Mateo watches me for a moment, then tells me, “Sometimes you miss what’s right in front of you, Rafe. I’ve overlooked enemies in my circle before, too. That’s why you surround yourself with the right people. Everybody misses something, but nobody misses everything. Enough vigilant eyes around, you’ll catch the important stuff.”

“I think I hate this job,” I tell him, shaking my head at the irony of it. I killed to have it, to prove a point, and now that I’ve made it, I have less of what actually matters in life than I had before. “This is a shitty fucking way to live. How do you trust anyone? How do you live your whole life seeing enemies everywhere you look?”

“That’s all I’ve ever known,” he says, shrugging, glancing down at the gleaming surface of my desk. “That’s the job, Rafe. You’ll settle into it and find your stride; you’ve just had a steep learning curve. Surround yourself with the right people and remain vigilant. Every corner of your life doesn’t have to be that way. Find yourself a good woman you can trust, someone who loves you and provides you with an escape from the ugliness of this life.

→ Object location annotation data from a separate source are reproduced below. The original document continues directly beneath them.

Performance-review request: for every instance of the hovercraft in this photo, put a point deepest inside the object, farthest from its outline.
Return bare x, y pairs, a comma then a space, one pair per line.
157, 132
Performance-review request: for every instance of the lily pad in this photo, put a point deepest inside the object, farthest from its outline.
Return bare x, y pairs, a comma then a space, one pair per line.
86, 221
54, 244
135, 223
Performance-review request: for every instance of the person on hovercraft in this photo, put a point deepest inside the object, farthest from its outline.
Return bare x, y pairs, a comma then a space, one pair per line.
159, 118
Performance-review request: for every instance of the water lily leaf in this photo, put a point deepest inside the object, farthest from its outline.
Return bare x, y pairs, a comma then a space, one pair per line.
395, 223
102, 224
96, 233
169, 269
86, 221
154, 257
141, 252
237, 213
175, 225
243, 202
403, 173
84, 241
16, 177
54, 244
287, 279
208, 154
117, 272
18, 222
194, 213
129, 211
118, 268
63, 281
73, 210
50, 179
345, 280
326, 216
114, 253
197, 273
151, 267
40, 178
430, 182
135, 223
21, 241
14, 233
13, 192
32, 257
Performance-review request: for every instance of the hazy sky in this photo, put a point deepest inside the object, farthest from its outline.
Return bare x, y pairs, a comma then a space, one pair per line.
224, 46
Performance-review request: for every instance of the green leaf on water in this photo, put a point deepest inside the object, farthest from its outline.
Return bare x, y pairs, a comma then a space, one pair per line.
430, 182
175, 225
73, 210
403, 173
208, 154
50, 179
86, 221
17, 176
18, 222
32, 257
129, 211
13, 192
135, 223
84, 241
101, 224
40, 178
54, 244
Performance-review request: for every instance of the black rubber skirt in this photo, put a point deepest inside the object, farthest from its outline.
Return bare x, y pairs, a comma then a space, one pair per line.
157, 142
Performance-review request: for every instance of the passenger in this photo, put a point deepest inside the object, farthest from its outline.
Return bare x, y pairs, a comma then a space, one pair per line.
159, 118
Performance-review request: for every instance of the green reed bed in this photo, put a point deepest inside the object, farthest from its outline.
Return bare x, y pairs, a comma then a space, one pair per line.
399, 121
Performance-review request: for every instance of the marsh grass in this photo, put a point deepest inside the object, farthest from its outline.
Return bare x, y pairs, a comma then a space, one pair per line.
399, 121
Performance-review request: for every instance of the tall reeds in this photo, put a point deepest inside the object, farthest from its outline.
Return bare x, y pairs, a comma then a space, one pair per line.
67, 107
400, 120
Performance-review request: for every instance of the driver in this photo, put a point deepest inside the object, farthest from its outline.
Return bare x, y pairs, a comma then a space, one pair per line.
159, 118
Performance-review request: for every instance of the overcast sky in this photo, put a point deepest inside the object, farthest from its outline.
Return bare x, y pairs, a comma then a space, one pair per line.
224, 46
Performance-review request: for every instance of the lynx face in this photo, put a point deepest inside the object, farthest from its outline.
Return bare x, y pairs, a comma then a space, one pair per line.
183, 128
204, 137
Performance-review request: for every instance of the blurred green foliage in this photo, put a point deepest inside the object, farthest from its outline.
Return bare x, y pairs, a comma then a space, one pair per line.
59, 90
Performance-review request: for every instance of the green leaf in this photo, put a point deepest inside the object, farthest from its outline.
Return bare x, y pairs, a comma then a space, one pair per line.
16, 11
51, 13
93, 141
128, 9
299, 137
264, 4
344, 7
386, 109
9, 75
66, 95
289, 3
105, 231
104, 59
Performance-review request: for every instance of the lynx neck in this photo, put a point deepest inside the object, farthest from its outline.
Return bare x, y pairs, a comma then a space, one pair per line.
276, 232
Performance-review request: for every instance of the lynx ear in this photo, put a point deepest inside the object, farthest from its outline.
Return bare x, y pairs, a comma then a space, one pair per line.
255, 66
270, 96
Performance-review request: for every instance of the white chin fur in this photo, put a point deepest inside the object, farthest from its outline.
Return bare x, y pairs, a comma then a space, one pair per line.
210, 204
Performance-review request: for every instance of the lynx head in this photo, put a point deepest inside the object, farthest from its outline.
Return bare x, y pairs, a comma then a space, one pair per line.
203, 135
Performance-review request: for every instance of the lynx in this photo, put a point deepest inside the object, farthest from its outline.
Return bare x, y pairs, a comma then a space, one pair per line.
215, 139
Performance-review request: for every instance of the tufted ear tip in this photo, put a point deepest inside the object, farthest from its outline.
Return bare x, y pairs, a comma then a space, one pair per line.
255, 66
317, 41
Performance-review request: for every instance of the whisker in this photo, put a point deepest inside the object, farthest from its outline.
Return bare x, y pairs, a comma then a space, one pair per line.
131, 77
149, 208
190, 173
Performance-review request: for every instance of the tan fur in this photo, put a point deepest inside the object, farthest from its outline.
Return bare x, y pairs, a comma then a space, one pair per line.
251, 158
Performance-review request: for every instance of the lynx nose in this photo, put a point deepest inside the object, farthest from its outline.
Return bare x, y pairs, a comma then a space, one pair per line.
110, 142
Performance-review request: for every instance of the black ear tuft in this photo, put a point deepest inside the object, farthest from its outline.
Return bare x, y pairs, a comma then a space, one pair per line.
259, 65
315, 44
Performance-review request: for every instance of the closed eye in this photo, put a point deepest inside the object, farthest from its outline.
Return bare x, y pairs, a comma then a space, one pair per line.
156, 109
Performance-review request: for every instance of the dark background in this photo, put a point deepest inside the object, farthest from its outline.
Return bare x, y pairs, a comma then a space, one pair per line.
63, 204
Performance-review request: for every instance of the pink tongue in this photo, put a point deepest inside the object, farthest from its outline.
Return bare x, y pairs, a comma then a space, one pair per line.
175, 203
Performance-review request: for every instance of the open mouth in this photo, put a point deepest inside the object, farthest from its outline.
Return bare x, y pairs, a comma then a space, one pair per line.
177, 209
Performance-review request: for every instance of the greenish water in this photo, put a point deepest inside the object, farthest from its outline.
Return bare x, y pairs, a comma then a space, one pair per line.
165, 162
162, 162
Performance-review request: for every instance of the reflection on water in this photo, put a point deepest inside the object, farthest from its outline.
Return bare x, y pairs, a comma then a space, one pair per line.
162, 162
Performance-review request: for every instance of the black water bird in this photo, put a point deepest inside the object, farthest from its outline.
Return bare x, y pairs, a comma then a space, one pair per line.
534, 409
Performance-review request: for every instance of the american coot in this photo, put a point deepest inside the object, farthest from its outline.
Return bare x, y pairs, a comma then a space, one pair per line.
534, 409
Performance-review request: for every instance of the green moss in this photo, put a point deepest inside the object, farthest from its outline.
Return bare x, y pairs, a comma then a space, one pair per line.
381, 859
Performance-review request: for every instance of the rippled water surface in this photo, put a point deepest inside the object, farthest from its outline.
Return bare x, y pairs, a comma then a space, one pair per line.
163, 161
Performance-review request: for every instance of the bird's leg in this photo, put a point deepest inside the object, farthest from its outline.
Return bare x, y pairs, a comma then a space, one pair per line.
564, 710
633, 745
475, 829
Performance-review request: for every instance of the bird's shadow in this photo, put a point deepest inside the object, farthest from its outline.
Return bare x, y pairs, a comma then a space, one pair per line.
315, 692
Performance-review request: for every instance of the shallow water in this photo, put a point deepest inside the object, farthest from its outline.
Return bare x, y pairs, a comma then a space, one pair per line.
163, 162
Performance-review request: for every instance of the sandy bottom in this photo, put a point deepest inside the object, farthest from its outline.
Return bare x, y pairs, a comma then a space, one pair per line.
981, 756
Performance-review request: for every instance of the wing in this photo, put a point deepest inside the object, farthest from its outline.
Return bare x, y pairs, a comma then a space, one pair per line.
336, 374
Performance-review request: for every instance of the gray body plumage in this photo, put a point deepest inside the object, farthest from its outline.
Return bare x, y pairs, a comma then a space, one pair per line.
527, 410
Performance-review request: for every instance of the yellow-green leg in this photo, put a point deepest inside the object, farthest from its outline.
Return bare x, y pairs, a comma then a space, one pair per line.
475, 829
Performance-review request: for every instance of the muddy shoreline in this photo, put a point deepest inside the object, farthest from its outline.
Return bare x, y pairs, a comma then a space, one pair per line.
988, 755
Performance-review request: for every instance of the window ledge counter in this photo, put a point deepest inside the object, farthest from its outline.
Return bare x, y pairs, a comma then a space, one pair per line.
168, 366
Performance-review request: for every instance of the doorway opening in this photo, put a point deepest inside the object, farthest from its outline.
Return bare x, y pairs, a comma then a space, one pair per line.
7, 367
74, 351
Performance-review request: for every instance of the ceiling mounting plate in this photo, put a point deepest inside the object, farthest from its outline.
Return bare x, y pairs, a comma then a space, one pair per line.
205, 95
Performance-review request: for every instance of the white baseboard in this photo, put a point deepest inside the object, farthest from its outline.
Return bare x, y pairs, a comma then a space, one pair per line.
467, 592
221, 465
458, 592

You won’t have as many friends now that you’re at the top, so choose those closest to you very carefully. They say it’s lonely at the top for a reason. It is. You’ll have to get used to it.”

“I trusted her. I trusted Virginia. I thought…” I shake my head, trailing off. She was my escape. She was my pocket of happy normalcy, the consistent one I could count on when everyone else in my life was questionable.

I don’t want to do this, that’s the problem. I know what I have to do. I know the score. She’s not just a witness, she’s a fucking super witness. Killing her is the only responsible thing to do. It’s the hard decision a boss has to make, to consider what’s best for his family, even if fucking hurts like hell.

Why did she have to lie to me? Why did she have to keep the fucking evidence? Why can’t she just be a simple fucking waitress?

“I’m done with women,” I decide, grabbing my glass and emptying that one, too. “Can’t trust ‘em,” I mutter. “Can’t trust anybody.”

Smiling with dry amusement, Mateo says, “The day you’re done with women is the day I’m done pissing people off. I’ll believe it when I see it.”

Speaking of women, there’s a light knock and the door and his scampers inside. She’s wearing a white sundress with bright orange flowers on it and heels that probably cost upwards of a thousand dollars. Her blond hair is pinned back on the sides, and her blue eyes go straight to her husband. A faint smile crosses her lips, like an instinct; she’s just so fucking happy to see him, she can’t help smiling.